An excerpt from a Volume Server log file follows below. The numbers appearing in square brackets at the beginning of each line have been inserted so that we may reference the individual lines of the log excerpt in the following paragraph.
[1] Wed May 8 06:03:00 1991 AttachVolume: Error attaching volume
/vicepd/V1969547815.vol; volume needs salvage 
[2] Wed May 8 06:03:01 1991 Volser: ListVolumes: Could not attach volume
1969547815 
[3] Wed May 8 07:36:13 1991 Volser: Clone: Cloning volume 1969541499 to new
volume 1969541501 
[4] Wed May 8 11:25:05 1991 AttachVolume: Cannot read volume header
/vicepd/V1969547415.vol 
[5] Wed May 8 11:25:06 1991 Volser: CreateVolume: volume 1969547415
(bld.dce.s3.dv.pmax_ul3) created 
Line [1] indicates that the volume whose numerical ID is 1969547815 could not be attached on partition /vicepd. This error is probably the result of an aborted transaction which left the volume in an inconsistent state, or by actual damage to the volume structure or data. In this case, the Volume Server recommends that the salvager program be run on this volume to restore its integrity. Line [2] records the operation which revealed this situation, namely the invocation of an AFSVolListVolumes() RPC.
Line [4] reveals that the volume header file for a specific volume could not be read.

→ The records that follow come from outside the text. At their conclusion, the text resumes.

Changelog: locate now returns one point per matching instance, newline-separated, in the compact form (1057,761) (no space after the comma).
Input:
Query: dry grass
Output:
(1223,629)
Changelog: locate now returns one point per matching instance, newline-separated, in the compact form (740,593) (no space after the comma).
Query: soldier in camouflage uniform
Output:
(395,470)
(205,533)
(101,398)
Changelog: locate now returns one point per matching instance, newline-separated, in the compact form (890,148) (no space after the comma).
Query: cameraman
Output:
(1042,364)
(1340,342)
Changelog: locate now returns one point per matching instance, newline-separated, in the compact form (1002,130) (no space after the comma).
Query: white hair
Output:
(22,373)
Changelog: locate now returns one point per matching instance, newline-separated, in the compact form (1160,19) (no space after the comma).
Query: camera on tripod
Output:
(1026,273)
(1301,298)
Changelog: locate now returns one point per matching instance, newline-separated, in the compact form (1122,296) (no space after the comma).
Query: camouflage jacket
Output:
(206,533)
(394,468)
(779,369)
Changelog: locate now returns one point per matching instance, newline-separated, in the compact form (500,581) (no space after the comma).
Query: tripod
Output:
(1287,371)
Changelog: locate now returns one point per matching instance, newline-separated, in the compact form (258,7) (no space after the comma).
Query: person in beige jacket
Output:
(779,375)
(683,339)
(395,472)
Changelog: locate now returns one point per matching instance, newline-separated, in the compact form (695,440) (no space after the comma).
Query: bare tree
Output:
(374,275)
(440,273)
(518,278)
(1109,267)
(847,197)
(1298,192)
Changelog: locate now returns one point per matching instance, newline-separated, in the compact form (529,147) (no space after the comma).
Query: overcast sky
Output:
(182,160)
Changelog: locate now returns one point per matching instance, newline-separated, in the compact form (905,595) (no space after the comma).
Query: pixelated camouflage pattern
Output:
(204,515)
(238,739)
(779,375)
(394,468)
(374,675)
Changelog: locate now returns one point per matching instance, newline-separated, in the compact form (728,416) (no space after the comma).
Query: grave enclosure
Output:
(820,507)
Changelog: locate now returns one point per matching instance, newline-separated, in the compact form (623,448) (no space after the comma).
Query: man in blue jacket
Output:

Line [5], as with line [2] in the above paragraph, indicates why this is true. Someone had called the AFSVolCreateVolume() interface function, and as a precaution, the Volume Server first checked to see if such a volume was already present by attempting to read its header.
Thus verifying that the volume did not previously exist, the Volume Server allowed the AFSVolCreateVolume() call to continue its processing, creating and initializing the proper volume file, V1969547415.vol, and the associated header and index inodes.